Prince Harry did not hold back in his 2023 memoir “Spare,” especially when he revealed that the end of the year at Sandringham felt more like a competition than a family gathering. Back in 2013, the former royal had returned from a South Pole trip, hoping for peace during the year-end family activities. However, he walked straight into royal chaos, revealing that his family had been infected with a “very scary malware” as a nickname for the tense energy at the time.
“My hard drive was cleaned. Alas, my family at that moment was infected with some very scary malware,” he revealed.

What fueled all the holiday tension? The Court Circular, a daily printed record from St. James’s Palace that keeps a record of how many royal duties each member completed. Prince Harry said this report was treated like a leaderboard and that the press would spark comparisons between the members of the royal family. At the end of every year, some would be called “busy,” while others would be deemed “lazy.” And even though the Court Circular didn’t bring the unhealthy competitiveness among the family members, it definitely amplified it, according to Harry. 
He explained that some relatives would even count the smallest interactions as engagements just to boost their numbers. Meanwhile, the real charitable work that he and Prince William did was often awarded zero points. In his words, the system felt “rigged” because the winners simply had to “fly via helicopter to cut a ribbon at a horse farm.” To make things worse, King Charles and Queen Elizabeth were the ones who controlled who got funding to actually do work, so the number of activities they did was not up to them.
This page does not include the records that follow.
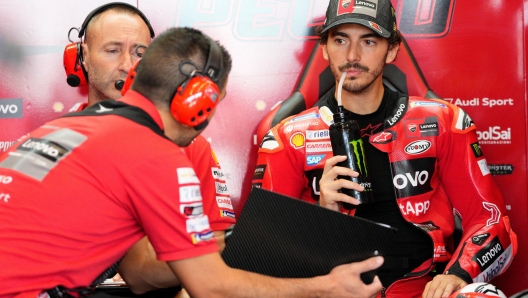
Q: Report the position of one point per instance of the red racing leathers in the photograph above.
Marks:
(437, 168)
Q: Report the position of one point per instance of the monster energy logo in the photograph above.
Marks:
(359, 151)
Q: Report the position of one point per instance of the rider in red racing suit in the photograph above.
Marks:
(437, 168)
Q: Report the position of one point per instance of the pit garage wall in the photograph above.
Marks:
(472, 53)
Harry linked the obsession over numbers to deeper royal insecurities. After Queen Elizabeth’s passing, he said the family feared the monarchy could someday be shut down for being “outdated” and “costly,” which made them take the Circular even more seriously. Harry officially stepped back from his royal role with his wife, Meghan Markle, in 2020. Today, they live in Montecito with Archie, born May 2019, and Lilibet, born June 2021, choosing private holidays while the royals continue their Sandringham tradition.